I am trying to combine the data from 9 csvs that are all related to each other into one database.
The issue I'm having is the base csv has 5 million records and it needs information for the other 8 also large csvs to create one complete record, but creating this record takes over a minute.
Here is a simplified view of the problem.
The base CSV represents a Vehicle
Vehicle {
vehicle_id,
engine_id,
maintenance_id
veh_eng_maintenance_id,
}
Where maintenance_id is the primary key of a maintenance object, and there is also intermediate lookup steps.
Lookup
{
lookup_id,
veh_eng_maintenance_id,
schedule_id,
}
Where schedule_id is the primary key of a schedule object from another csv and the veh_eng_maintenance_id is from the vehicle.

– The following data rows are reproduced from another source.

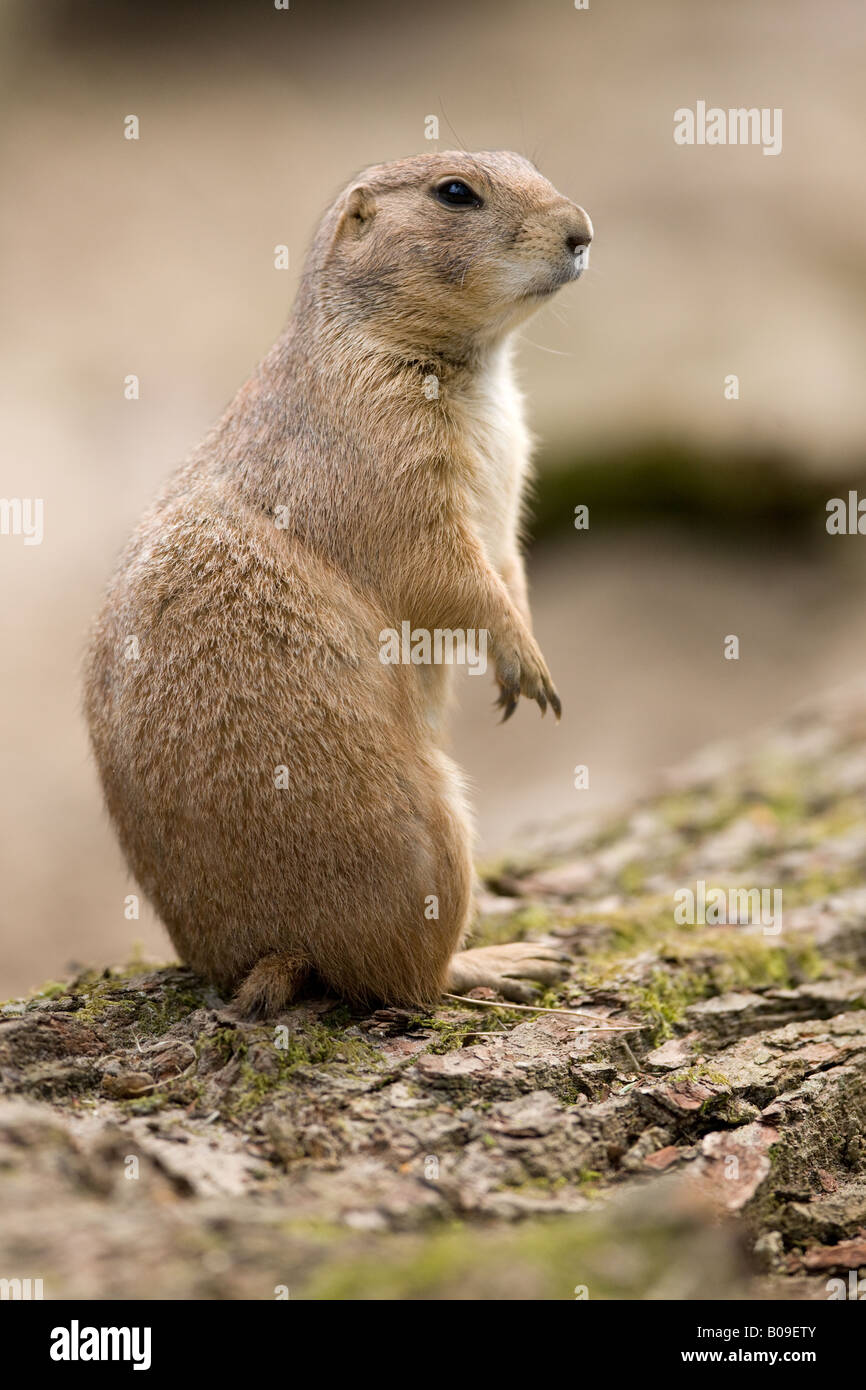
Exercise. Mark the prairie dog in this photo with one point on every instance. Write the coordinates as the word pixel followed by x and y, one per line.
pixel 280 791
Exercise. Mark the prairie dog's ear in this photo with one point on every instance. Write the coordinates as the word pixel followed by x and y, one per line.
pixel 359 211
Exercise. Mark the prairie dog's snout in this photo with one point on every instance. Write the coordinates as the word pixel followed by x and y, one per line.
pixel 558 238
pixel 578 238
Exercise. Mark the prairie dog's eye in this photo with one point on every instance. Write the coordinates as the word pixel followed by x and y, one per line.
pixel 453 192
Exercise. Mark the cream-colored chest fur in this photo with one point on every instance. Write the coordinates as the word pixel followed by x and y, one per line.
pixel 498 451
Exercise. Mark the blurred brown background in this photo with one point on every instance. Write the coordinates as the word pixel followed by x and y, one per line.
pixel 156 257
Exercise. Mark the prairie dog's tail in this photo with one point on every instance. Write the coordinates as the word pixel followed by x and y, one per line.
pixel 274 982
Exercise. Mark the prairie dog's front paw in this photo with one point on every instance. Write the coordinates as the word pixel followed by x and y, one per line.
pixel 521 670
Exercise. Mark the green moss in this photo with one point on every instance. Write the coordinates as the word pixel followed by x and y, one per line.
pixel 666 997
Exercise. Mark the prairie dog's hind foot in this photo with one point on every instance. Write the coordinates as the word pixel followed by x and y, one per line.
pixel 274 982
pixel 515 969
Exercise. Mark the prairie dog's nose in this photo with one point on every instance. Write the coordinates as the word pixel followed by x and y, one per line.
pixel 578 232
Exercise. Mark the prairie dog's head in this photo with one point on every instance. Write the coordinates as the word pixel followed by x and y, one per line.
pixel 446 252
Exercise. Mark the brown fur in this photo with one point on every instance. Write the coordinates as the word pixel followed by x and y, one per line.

My goal is to create a collection in my mongo database that is made up of Vehicles
Vehicle {
vehicle_id,
engine_id,
maintenance {
description,
name,
}
schedules [
schedule {
name,
description,
date,
}
]
}
Right now I'm loading the csvs in using c#, creating collections for them in mongo and classes for them in c#, then I am going through the vehicles collection (all 5 million records) and querying all of the other collections to create the completed vehicle record.
But this takes way too long, and it also takes too long to query for an individual vehicle on the fly instead of building the full vehicle collection before hand. I'm wondering if there is a fast way to combine extremely large collections, or a quicker way to query.